Beuron - die Gründungsgeschichte

Umgeben von schroff aufragenden Kalksteinfelsen liegt im Durchbruchtal der jungen Donau die Erzabtei Beuron. Der Sage nach wurde 777 das erste Kloster Beuron gegründet, das auf dem Platz des heutigen Soldatenfriedhofs lag und von den Ungarn zerstört worden ist.

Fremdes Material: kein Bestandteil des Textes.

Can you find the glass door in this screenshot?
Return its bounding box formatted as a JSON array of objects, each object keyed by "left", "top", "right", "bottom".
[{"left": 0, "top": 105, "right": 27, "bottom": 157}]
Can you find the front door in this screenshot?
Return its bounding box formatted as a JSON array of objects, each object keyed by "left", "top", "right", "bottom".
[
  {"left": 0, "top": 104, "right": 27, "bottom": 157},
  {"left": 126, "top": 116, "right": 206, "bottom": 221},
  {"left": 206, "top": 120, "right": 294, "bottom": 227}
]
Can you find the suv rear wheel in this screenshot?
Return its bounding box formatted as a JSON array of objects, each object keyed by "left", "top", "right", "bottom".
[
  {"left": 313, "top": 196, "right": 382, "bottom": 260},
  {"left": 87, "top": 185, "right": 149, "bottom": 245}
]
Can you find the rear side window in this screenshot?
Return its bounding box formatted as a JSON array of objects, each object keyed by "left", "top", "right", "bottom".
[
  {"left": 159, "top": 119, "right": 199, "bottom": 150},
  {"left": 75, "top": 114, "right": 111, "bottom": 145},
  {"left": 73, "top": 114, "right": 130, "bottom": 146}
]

1077 erfolgte der Wiederaufbau am heutigen Platz. Dieser wird dem Grafen Peregrin von Hoßkirch zugeschrieben. Die Legende berichtet, daß Peregrin auf der Jagd nach einem kapitalen Hirsch an diesen versteckten Ort geführt wurde. An der Spitze der Jagdgesellschaft verfolgte er den Hirsch, dessen Geweih er in Flammen sah. Dieser brachte ihn zu einer Erscheinung der Gottesmutter. Maria selbst beauftragte ihn, an der Stelle ihrer Erscheinung ein Kloster zu bauen. Im zweiten Deckenfresko im Schiff der Klosterkirche ist diese Gründungslegende in Szene gesetzt.

Die benediktinische Erzabtei St. Martin in Beuron wurde im 19. Jahrhunderten von zwei Geistlichen gegründet: den Brüdern Maurus und Placidus Wolter. Sie stammten aus einer kinderreichen, sehr religiösen Bonner Familie.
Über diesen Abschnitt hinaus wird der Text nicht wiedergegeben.